Puritains et maîtres censeurs

Sans pouvoir trancher toutes ces questions d’un coup, on peut néanmoins constater une recrudescence de l’esprit puritain un peu partout dans le monde occidental, aux Etats-Unis, patrie du puritanisme, mais aussi en Europe qui, sans doute par mimétisme, connaît de plus en plus de polémiques liées à des censures intempestives d’œuvres longtemps protégées.
Je pense là à L’Origine du monde de Gustave Courbet, retirée de Facebook sans autre forme de procès, ou encore aux magnifiques nus d’Egon Schiele censurés en Allemagne et en Angleterre.
Mais revenons à notre sujet et parlons un peu de pédopornographie et de pédophilie en général. Laissez-moi d’abord vous rappeler cet épisode qui a fait couler beaucoup d’encre. En 1982, dans l’émission Apostrophes animée par Bernard Pivot, Daniel Cohn-Bendit se retrouve face à l’écrivain et journaliste Paul Guth et lui tient des propos pour le moins étonnants…  

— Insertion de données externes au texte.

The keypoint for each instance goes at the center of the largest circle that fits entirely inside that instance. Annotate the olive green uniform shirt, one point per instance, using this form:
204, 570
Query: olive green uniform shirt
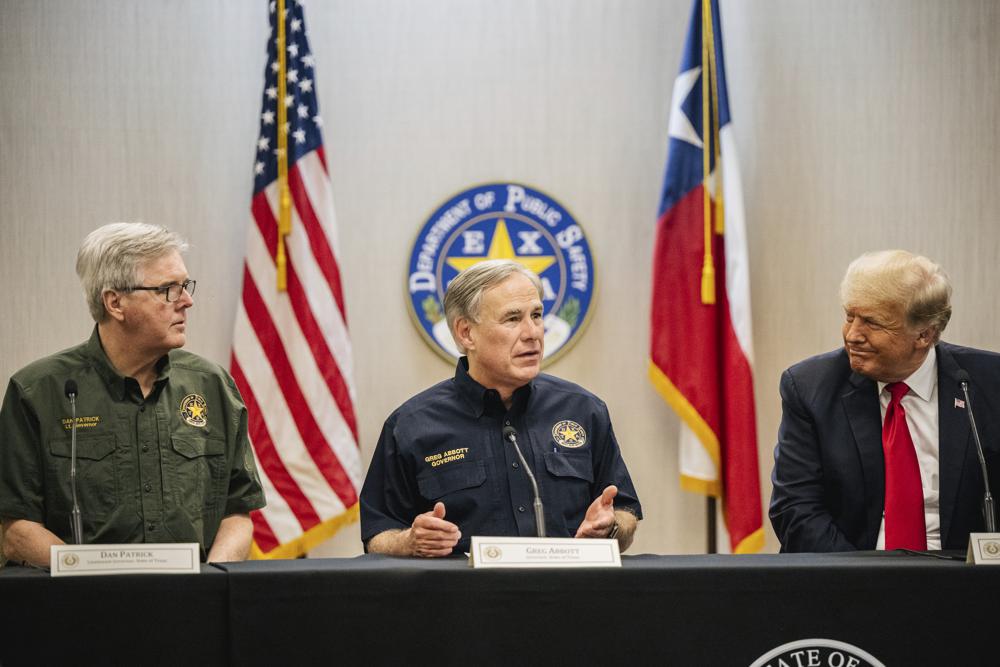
164, 468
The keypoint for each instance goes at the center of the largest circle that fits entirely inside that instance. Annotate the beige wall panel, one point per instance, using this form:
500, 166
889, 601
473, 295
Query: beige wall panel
860, 125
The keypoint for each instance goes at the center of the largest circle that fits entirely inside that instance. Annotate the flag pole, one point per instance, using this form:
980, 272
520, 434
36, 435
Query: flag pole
711, 546
284, 197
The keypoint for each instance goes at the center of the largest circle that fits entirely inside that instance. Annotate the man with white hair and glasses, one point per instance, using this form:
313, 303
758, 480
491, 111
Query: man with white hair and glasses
875, 450
162, 448
444, 468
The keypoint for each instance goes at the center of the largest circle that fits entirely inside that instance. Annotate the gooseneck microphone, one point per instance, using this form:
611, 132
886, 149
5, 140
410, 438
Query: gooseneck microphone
510, 433
76, 523
988, 510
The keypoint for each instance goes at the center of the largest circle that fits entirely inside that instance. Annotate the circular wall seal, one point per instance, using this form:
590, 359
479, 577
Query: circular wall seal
827, 652
503, 221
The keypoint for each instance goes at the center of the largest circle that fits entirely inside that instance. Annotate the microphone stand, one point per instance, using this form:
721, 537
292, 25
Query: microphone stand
989, 512
76, 523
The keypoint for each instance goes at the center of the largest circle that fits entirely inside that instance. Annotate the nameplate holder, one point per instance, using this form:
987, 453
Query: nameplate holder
73, 560
984, 549
520, 552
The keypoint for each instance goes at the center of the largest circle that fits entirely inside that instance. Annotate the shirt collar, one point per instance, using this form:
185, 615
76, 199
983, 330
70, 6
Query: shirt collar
921, 381
479, 398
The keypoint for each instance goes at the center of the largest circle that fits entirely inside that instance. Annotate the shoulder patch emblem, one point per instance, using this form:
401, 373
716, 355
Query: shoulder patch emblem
568, 433
194, 410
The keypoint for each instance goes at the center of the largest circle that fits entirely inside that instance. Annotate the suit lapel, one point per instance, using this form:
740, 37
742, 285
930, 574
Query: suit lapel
954, 437
863, 412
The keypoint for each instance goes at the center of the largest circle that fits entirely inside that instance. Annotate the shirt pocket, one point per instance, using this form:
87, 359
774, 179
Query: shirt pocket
570, 479
576, 465
198, 472
96, 475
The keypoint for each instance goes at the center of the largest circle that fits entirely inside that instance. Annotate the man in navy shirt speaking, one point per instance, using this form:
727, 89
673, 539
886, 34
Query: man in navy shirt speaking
443, 470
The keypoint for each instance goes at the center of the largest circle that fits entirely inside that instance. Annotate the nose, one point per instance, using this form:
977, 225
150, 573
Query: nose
531, 329
854, 331
185, 300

Sexualité des enfants : totem et tabou

En 2001, alors que l’extrait avait été rediffusé entraînant pour la première fois une polémique, Bernard Pivot avait rappelé au Journal du Dimanche qu’à l’époque de la diffusion de l’émission, en 1982, Daniel Cohn-Bendit n'avait été interpellé là-dessus par aucun des invités présents. Ni par un homme d'ordre, le préfet Maurice Grimaud, ni par un catholique traditionaliste, Michel de Saint-Pierre, ni par le philosophe François Châtelet. Ni par lui non plus. Il n’y avait d’ailleurs eu aucune protestation dans la presse. Mais alors que s’est-il passé entre 1980 et 2000 ? Entendons-nous bien. Il était nécessaire que la pédophilie soit reconnue pour ce qu’elle est, c’est-à-dire un crime et que la pédopornographie qui fait florès sur internet soit condamnée dans toutes ses formes. Mais cela veut-il pour autant dire que la sexualité de l’enfant doit être niée par principe, renvoyée dans les limbes de l’histoire, accusée d’être le seul fait d’adultes malveillants ? Rien ne semble moins vrai et il me paraît, pour ma part, dangereux de refuser d’aborder le sujet, même s’il est évidemment délicat. La découverte de l’éros se fait dès la petite enfance, souvent de manière douloureuse d’ailleurs car elle renferme des réalités et des fantasmes inavouables, mais souvent aussi de manière cocasse, drôle et absurde. Refuser d’aborder le sujet, c’est refuser de comprendre l’épaisseur de l’enfance et du rapport que les enfants entretiennent au désir. Refuser d’aborder le sujet, c’est aussi laisser entendre que désir et culpabilité vont toujours de pair. Mais je le répète, le sujet est délicat. Pour en parler il faut du talent. Et bien Bastien Vivès n’en manque pas. Alors courez acheter sa bande dessinée Petit Paul parue aux éditions Glénat.